AI Whistleblower Protection Act
Summary
What This Bill Does
The AI Whistleblower Protection Act defines AI security vulnerabilities, AI violations, artificial intelligence, emerging AI technology, covered individuals, and employers. Covered individuals include current and former employees and independent contractors. Employers are any compensated work recipients engaged in commerce or an industry affecting commerce. Employers may not discharge, demote, suspend, threaten, blacklist, harass, or otherwise discriminate in employment, post-employment, or contractor work terms because a covered individual lawfully reports an AI security vulnerability or AI violation, or reasonably believed vulnerability or violation, to an appropriate regulatory official, the Attorney General, a regulatory or law enforcement agency, Congress, a supervisor, or internal personnel with authority to investigate or address misconduct. Protected activity also includes initiating, testifying in, or assisting investigations or judicial or administrative actions. Aggrieved covered individuals may file Labor Department complaints under AIR21-style procedures or sue in federal district court if Labor has not issued a final decision within 180 days without bad-faith delay. Federal court actions allow jury trials, have six-year, three-year discovery, and 10-year outside limitations periods, and prevailing individuals receive reinstatement, double back pay with interest, compensatory damages including litigation costs, expert witness fees, and attorneys' fees, plus other appropriate remedies. Rights cannot be waived or altered by contracts, arbitration, mediation, policies, or employment conditions.
Who Benefits and How
AI employees benefit because they can report security vulnerabilities or legal violations without employer retaliation. AI contractors benefit because independent contractors and former contractors are covered. Regulators benefit from protected disclosures about AI public safety, public health, national security, and legal risks. Congressional committees benefit because disclosures to members or committees are protected.

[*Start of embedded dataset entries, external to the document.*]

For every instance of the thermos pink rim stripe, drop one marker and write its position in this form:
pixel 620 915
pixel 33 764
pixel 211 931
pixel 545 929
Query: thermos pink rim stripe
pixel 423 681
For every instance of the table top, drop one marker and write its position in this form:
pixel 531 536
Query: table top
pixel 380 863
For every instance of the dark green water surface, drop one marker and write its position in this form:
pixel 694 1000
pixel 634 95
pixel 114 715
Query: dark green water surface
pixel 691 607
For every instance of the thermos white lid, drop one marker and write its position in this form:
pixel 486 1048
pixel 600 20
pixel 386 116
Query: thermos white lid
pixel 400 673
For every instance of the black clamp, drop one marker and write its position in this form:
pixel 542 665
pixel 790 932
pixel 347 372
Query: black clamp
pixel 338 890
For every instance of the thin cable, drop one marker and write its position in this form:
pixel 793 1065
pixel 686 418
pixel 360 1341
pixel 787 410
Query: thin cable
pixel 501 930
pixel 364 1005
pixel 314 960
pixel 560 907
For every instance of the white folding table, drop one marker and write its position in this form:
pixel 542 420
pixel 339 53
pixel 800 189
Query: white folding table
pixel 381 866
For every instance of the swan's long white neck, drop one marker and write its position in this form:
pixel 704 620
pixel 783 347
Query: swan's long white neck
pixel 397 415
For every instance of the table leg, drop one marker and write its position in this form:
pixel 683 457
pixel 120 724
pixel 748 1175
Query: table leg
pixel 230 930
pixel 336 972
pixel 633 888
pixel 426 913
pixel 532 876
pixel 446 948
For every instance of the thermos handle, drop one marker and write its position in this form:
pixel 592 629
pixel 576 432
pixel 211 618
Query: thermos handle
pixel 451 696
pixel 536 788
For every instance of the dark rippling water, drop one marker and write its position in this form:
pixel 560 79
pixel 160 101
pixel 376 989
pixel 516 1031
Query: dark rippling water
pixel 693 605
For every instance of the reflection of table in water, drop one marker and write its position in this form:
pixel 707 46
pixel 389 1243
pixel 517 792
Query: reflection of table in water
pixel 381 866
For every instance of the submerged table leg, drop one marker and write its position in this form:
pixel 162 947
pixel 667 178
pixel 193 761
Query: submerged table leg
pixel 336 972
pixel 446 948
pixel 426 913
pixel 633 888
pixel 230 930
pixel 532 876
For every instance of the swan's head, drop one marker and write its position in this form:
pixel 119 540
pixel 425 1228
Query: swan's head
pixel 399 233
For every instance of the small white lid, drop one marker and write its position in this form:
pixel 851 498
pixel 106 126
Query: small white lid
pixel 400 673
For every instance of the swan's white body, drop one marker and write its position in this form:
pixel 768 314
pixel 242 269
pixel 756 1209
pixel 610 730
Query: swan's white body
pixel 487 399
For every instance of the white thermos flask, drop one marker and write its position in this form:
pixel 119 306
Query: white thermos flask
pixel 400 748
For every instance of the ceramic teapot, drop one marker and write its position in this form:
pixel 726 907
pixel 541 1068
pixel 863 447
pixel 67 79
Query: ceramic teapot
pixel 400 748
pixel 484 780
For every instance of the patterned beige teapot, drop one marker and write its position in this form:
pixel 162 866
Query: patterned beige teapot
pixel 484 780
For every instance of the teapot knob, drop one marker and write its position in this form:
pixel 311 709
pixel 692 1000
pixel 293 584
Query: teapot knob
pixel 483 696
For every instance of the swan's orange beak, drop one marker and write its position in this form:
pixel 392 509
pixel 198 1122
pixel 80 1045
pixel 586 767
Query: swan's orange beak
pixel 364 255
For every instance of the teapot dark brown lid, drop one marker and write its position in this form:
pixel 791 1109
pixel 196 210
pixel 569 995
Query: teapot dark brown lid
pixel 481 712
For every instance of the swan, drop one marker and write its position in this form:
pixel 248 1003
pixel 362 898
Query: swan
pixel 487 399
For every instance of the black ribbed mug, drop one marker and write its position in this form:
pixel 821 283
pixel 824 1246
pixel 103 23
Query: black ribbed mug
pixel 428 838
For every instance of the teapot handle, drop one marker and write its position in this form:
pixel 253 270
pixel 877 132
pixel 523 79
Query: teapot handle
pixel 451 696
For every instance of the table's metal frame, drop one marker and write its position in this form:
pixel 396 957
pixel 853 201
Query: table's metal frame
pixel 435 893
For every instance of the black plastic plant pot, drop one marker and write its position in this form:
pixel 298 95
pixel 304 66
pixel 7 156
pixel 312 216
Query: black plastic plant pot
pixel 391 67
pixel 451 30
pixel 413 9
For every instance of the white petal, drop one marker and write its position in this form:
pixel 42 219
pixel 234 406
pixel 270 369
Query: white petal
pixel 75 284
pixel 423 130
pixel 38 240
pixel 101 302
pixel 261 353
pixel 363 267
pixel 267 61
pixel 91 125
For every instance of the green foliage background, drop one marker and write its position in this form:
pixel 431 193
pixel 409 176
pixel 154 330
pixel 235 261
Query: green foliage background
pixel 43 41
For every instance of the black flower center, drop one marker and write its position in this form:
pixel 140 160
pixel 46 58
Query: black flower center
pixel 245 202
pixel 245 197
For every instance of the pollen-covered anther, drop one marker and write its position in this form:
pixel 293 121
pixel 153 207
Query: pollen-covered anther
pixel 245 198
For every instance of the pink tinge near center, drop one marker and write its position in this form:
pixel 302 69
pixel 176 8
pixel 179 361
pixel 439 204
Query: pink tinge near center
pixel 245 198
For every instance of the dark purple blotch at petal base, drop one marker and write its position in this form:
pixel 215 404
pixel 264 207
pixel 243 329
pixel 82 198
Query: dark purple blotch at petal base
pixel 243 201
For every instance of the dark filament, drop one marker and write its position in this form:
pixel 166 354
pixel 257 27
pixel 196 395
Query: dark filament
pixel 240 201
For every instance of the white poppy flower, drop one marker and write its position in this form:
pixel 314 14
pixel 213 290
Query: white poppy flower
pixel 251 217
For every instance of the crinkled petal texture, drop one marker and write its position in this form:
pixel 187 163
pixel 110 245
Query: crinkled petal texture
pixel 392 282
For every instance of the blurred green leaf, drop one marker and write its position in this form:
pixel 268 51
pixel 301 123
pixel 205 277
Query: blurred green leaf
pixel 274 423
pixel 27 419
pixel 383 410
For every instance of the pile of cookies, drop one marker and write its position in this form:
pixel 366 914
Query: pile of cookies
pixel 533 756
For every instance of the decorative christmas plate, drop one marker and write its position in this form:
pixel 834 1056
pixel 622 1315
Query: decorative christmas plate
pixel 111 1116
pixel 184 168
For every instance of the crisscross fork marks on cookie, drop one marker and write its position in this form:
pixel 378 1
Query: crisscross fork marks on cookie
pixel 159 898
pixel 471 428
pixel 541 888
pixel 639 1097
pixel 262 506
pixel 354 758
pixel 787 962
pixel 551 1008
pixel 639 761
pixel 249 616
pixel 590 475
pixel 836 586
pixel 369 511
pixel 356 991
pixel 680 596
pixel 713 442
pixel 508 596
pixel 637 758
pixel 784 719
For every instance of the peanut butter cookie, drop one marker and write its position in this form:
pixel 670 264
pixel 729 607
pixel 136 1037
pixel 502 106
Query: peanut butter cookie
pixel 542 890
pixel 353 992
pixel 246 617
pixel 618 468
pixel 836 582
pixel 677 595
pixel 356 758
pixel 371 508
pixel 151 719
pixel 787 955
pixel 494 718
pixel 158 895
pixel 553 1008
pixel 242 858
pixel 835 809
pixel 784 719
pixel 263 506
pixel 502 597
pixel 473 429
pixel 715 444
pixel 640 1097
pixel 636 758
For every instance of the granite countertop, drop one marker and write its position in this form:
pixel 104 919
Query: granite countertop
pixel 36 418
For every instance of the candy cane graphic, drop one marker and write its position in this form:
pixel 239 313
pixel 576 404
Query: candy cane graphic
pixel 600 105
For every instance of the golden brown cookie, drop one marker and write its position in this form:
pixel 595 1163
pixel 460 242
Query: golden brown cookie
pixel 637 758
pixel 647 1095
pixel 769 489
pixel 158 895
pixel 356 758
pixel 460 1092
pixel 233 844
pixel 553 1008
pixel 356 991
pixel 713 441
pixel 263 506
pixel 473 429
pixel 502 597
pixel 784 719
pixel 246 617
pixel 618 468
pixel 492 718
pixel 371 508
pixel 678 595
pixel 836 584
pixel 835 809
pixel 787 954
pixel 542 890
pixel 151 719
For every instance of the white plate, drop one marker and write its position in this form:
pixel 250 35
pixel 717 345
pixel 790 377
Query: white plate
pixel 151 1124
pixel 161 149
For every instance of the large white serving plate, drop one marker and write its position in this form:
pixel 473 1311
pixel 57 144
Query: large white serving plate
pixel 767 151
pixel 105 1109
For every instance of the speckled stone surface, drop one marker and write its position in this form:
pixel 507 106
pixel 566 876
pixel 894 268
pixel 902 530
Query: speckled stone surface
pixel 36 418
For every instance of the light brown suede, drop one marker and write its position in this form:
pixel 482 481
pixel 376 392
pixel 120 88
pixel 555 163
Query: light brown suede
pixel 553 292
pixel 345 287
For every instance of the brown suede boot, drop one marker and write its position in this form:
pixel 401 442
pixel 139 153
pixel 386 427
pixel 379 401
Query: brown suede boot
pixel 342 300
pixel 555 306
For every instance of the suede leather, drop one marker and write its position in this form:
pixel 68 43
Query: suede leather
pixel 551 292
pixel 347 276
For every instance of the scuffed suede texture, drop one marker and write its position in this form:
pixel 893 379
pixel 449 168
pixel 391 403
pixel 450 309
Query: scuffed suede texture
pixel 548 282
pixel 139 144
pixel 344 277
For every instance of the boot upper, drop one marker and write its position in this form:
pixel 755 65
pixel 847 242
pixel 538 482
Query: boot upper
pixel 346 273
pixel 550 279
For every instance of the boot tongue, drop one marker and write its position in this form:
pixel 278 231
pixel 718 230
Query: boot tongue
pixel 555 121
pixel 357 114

Who Bears the Burden and How
AI employers must avoid retaliation against covered individuals who report AI vulnerabilities or violations. Labor Department whistleblower staff must process complaints using AIR21-style procedures. Federal courts may hear AI whistleblower suits when Labor misses the 180-day deadline. Employers that retaliate face reinstatement, double back pay, compensatory damages, litigation costs, expert fees, attorneys' fees, and other remedies.
Key Provisions
- Defines AI security vulnerabilities, AI violations, covered individuals, emerging AI technology, and covered employers.
- Prohibits retaliation for reporting AI vulnerabilities, AI violations, or reasonably believed misconduct to regulators, law enforcement, Congress, supervisors, or authorized internal personnel.
- Allows Labor Department complaints and federal court actions after 180 days without a final Labor decision.
- Provides jury trials, reinstatement, double back pay, compensatory damages, litigation costs, expert fees, attorneys' fees, and other remedies.
- Prohibits waiver or alteration of rights through contracts, arbitration, mediation, policies, or employment conditions.
Evidence Chain:
This summary is generated from the full bill text using AI analysis. Expand "Detailed Analysis" below for identified beneficiaries/burden bearers with clause-level evidence links.
At a Glance
What This Bill Does
Protects employees, former employees, independent contractors, and former contractors from retaliation for reporting AI security vulnerabilities, AI legal violations, or substantial AI dangers to regulators, law enforcement, Congress, supervisors, or authorized internal personnel, with Labor complaints, federal court actions, jury trials, double back pay, compensatory damages, fees, and nonwaivable remedies.
Key Policy Areas
Artificial Intelligence, Whistleblowers, Labor
Primary Purpose
Protects employees, former employees, independent contractors, and former contractors from retaliation for reporting AI security vulnerabilities, AI legal violations, or substantial AI dangers to regulators, law enforcement, Congress, supervisors, or authorized internal personnel, with Labor complaints, federal court actions, jury trials, double back pay, compensatory damages, fees, and nonwaivable remedies.
Policy Domains
Resolution provisions
Identified Gains
- AI employees
- AI contractors
- Regulators
- Congressional committees
Identified Costs
- AI employers
- Labor Department whistleblower staff
- Federal courts
- Employers that retaliate
Sponsors
Legislative Progress
In CommitteeMr. Obernolte (for himself and Mr. Lieu) introduced the following …
Referred to the House Committee on Education and Workforce.
Introduced in House
Stakeholder Effects
cui bono?How this legislation distributes effects. Mention counts reflect frequency, not effect magnitude.
AI contractors, AI employees, AI employers
Positive-direction: AI contractors, AI employees
Negative-direction: AI employers
Labor Department whistleblower staff, Regulators
Bill Structure & Actor Mappings
Who is "The Secretary" in each section?
We use a combination of our own taxonomy and classification in addition to large language models to assess meaning and potential beneficiaries. High confidence means strong textual evidence. Always verify with the original bill text.